Spengler, geçmiş medeniyetlere ansiklopedik bir ilgi, teknolojiye açıklık ve büyük felsefi ve tarihsel “sistemlerin” inşasına duyulan hayranlıkla karakterize edilen 19. yüzyıl Almanyası’nın tipik bir çocuğuydu. Ancak Spengler’in ana etkinlik dönemi, savaş öncesi dönemin “eski dünyasının” ani ve travmatik bir şekilde yıkıldığı Weimar Cumhuriyeti’ne denk gelir. Spengler’in Batı da dahil olmak üzere tüm yüksek medeniyetlerin kaçınılmaz çöküşünü ve fosilleşmesini göstermeye yönelik çabası, bu nedenle verimli bir zemine düştü ve birçok insanın olan biteni anlamasına yardımcı oldu. Ancak çoğu zaman, okuyucular Spengler’in geniş tarihsel perspektiflerini çok kısa vadeli unsurlara indirgediler ve Spengler’e göre Batı’nın yavaş çöküşünün sadece 21. yüzyılın sonlarında doruğa ulaşacak uzun bir süreç olduğunu gözden kaçırdılar.

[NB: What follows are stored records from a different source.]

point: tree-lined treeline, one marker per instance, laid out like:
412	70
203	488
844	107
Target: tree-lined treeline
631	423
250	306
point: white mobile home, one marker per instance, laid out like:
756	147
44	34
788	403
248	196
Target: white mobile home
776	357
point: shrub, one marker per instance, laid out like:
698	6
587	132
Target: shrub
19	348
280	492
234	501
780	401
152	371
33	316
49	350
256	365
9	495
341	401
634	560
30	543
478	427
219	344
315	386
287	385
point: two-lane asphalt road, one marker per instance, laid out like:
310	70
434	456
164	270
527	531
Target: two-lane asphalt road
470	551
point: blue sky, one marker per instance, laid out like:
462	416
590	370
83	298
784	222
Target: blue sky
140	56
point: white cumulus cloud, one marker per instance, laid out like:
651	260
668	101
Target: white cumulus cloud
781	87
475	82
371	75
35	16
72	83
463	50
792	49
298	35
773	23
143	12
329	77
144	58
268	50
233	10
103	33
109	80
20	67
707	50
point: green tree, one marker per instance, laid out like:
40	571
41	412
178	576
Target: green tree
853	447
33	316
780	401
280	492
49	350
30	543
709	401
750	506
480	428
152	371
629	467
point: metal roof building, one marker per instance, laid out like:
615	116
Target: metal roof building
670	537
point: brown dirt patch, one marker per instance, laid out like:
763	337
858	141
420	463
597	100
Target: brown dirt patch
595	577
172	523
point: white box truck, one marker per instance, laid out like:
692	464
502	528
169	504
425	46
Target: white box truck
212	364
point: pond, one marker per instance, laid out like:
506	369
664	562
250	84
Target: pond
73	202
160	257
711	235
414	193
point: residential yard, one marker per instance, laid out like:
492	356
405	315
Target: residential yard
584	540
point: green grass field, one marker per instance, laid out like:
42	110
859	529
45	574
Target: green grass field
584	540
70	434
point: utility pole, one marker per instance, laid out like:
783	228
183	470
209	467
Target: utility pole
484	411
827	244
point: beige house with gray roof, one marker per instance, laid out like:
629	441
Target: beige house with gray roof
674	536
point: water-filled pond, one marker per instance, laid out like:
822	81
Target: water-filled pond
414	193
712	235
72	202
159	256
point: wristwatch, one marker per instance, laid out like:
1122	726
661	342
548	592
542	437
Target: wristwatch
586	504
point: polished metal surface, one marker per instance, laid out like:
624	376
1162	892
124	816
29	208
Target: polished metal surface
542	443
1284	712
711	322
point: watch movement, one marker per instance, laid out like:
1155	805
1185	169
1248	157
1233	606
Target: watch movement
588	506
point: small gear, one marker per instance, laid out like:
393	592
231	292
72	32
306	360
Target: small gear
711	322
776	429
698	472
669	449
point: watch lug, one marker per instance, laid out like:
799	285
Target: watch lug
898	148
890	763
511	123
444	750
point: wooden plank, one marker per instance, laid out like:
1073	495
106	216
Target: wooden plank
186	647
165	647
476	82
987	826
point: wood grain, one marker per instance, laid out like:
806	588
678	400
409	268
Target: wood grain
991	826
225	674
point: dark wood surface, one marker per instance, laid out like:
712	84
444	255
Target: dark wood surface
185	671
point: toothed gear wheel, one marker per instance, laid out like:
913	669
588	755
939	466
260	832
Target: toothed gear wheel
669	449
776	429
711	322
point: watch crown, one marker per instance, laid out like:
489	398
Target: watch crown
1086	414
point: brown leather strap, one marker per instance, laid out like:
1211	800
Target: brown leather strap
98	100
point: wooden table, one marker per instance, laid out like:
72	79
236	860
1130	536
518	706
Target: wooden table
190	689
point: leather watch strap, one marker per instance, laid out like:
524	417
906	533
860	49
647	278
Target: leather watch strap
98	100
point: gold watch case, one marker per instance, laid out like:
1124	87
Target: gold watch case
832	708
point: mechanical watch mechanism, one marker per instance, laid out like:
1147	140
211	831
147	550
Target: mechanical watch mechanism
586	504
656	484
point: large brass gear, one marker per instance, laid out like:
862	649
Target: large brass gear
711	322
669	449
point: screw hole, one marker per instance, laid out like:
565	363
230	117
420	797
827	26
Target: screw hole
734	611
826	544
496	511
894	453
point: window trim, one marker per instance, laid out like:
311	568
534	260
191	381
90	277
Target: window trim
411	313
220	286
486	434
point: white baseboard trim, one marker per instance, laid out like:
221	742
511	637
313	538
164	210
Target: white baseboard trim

Spengler gerçekten de sık sık “muhafazakâr devrimci” olarak kabul edilir, ancak onun gerçekten o kadar “muhafazakâr” ve “devrimci” olup olmadığından şüpheliyim. Aslında, tarihsel bir determinist olarak, Batı’nın önce liberal demokrasinin finansal oligarşiye dönüşeceği ve ardından Sezarizm, iç savaş ve imparatorluk birliği ile yer değiştireceği bir döneme girmek üzere olduğuna inanıyordu. Sonuç olarak, Cecil Rhodes ve Mussolini’yi, ona göre sadece 21. yüzyılda doruğa ulaşacak bir evrimin ilk belirtileri olarak gördü ve Almanya’nın Weimar Cumhuriyeti’ni atıp gelecekteki bir pan-Avrupa İmparatorluğu’nun inşası yarışına girmesini umdu. Ancak Nasyonal Sosyalistlerden nefret etti ve onların ırksal doktrinleri nedeniyle kısa sürede Hitler ve partisiyle çatışmaya girdi; çünkü tüm yüksek medeniyetlerin eşitliğine inanıyordu. Bu yüzden Spengler’in gerçekten bir “muhafazakâr” olup olmadığından emin değilim, çünkü eski dünyanın yok oluşunun, teknoloji, emperyalizm ve moderniteyi benimsemek için, istemeyerek de olsa kabul edilmesi gereken bir kaçınılmazlık olduğuna inanıyordu.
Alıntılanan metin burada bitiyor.